On the basis of that affidavit, the taxation hearing proceeded ex parte and the bill of costs was taxed and allowed at Shs. 7,106,000/= on 8th October 2009.

It is that taxation proceedings and ruling that was set aside and its execution stayed in Misc. Application No. 462 of 2010 which was heard ex parte for the reasons already stated herein above.

I have given this very elaborate background so that this application is looked at in its context. Contrary to one of the grounds stated in Misc. Application No. 24 of 2011 that there was an error on the face of the record as court was misled to set aside the decree of court in H.C.C.S. No. 497 of 2004, a review of the records as above does not indicate that such an order was given in Misc. Application No. 462 of 2010.

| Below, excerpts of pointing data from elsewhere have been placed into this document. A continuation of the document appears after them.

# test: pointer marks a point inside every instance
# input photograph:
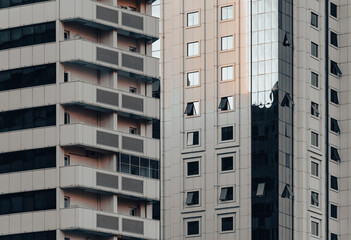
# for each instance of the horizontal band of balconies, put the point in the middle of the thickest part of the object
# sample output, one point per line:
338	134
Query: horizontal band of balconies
101	139
104	16
109	182
107	99
104	223
97	56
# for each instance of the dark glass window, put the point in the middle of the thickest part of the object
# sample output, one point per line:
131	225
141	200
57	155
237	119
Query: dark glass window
193	227
193	168
227	224
333	10
27	201
49	235
27	160
227	133
27	35
334	39
27	77
314	19
334	183
227	163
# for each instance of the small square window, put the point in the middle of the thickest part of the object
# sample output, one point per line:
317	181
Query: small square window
227	133
227	163
227	224
193	168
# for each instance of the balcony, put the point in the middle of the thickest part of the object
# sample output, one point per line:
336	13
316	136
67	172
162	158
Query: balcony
104	16
104	140
103	181
108	224
107	99
97	56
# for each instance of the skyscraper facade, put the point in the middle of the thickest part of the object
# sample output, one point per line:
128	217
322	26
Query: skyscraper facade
255	119
79	120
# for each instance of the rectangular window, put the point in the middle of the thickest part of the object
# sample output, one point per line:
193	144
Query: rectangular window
193	168
314	49
227	73
314	19
192	198
193	138
193	79
227	163
227	133
314	109
314	139
334	39
314	79
314	199
227	12
333	211
334	183
334	96
227	43
315	228
193	19
227	224
333	10
193	49
314	169
193	228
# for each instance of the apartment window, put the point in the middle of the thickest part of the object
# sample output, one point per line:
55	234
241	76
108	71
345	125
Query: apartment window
193	79
193	19
193	138
27	35
226	104
227	133
314	169
334	183
193	228
333	211
227	73
226	194
314	79
334	39
315	228
315	199
333	10
193	168
227	12
227	43
314	19
193	49
227	224
227	163
334	154
192	198
192	109
314	139
334	68
314	109
314	49
334	96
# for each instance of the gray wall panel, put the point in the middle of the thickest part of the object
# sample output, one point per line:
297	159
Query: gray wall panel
107	222
133	103
107	139
132	144
105	55
133	185
107	180
132	226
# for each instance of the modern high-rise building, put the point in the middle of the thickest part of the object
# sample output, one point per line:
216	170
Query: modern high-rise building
255	119
79	120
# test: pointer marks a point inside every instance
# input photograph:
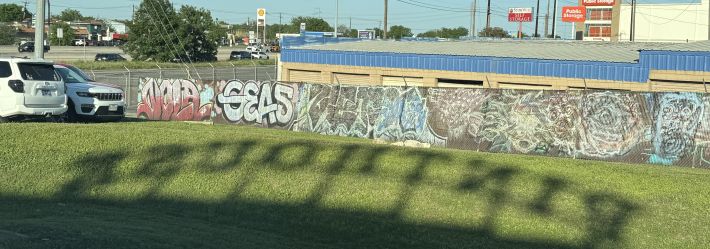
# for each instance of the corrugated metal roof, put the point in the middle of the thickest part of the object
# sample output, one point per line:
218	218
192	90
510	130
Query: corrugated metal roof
701	46
551	50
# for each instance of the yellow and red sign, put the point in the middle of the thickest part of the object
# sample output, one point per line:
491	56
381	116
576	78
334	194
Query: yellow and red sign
574	14
598	2
261	17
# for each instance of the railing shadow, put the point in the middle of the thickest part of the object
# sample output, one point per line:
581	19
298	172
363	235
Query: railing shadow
315	225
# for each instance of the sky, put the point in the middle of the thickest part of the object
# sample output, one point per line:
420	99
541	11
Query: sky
363	14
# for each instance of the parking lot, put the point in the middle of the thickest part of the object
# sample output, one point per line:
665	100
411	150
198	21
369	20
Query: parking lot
70	53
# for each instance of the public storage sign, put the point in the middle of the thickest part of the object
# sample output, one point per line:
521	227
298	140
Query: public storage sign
598	2
574	14
520	15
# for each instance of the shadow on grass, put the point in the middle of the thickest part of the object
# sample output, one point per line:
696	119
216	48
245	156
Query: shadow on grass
241	222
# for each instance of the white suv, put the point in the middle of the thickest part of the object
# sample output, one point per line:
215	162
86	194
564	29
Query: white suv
30	88
89	100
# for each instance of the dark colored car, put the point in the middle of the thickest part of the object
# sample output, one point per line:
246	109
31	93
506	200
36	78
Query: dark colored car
239	55
109	57
30	47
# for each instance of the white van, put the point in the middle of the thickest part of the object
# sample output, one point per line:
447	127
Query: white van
30	88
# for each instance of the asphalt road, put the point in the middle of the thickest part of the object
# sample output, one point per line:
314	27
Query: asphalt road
70	53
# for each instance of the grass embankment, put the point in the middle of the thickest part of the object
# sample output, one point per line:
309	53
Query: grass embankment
87	65
170	185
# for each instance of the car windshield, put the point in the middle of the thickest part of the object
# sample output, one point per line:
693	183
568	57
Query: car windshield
80	73
38	71
70	76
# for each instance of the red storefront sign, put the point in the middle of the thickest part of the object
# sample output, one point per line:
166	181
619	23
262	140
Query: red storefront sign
520	15
574	14
598	2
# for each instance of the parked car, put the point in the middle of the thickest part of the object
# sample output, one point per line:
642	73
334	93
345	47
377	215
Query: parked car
239	55
30	88
30	47
79	42
259	56
109	57
254	48
89	100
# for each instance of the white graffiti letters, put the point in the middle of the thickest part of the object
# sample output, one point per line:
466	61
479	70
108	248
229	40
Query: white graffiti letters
255	102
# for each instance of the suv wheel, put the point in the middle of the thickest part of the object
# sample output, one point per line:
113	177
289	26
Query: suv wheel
70	115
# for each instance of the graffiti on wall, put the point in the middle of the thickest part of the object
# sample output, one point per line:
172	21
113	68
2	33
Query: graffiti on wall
267	104
658	128
179	100
389	113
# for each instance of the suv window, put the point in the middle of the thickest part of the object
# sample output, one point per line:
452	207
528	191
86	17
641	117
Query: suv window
5	70
32	71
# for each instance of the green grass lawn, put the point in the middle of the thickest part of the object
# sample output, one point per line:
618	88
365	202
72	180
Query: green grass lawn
178	185
133	65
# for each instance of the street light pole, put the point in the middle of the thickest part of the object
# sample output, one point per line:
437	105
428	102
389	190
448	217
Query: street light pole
39	30
337	16
537	19
384	35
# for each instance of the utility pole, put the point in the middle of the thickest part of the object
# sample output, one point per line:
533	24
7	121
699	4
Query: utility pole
337	16
554	19
24	10
547	19
632	34
488	15
39	31
384	34
537	19
473	18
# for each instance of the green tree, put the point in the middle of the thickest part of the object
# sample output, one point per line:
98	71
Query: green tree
199	33
398	31
67	37
312	24
496	32
13	13
70	15
151	35
8	34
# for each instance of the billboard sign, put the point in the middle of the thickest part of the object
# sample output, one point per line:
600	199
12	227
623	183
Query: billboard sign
261	17
574	14
366	34
520	15
598	2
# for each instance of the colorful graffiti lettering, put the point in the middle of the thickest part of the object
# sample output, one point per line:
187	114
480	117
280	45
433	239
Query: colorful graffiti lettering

For that reason, the judgment and decree in that suit remains as it has never been quashed or set aside by any court. It would have of course been irregular if the Registrar had done so in her ruling in Misc. Application No. 462 of 2010 because she did not have the power/jurisdiction to review or set aside a decision of a judge.

I am of the considered opinion that setting aside the dismissal and reinstating Misc. Application No. 24 of 2011 will not serve any useful purpose in view of the background of this case as highlighted above.  If the application is reinstated, this court would have to determine whether or not it was irregular for the 1st applicant and his counsel to proceed with taxation hearing without notifying the administrators of the estate of the late Ndagire. This is a question of fact and law which in my view would most likely be determined in favour of the respondents.

To my mind the remedy for the applicants does not lie in setting aside the dismissal and reinstating Miscellaneous Application No. 24 of 2011.  I strongly believe that the applicants are still at liberty to file a fresh bill of costs in H.C.C.S. No. 497 of 2004 and serve on the administrators of the late Ndagire’s estate so that it is taxed inter-parties.  This is because as already stated above, it was the taxation proceedings and ruling that were set aside and execution proceedings stayed for the reasons given and not the judgment and decree in the main suit in which cost was awarded to the 1st applicant.

In the circumstances, taking this application in its context as analysed above, this court is satisfied that it is not necessary to grant it because it will not serve the best interest of justice and expediency. In the result this application is accordingly dismissed with costs.

I so order.

Dated this 24th day of February 2012.

 

Hellen Obura

JUDGE

Ruling delivered in chambers at 3.00 pm in the presence Mr. Denis Byaruhanga for the applicants, Mr. Steven Babi the 1st applicant and Mr. Henry Sebwami one of the respondents.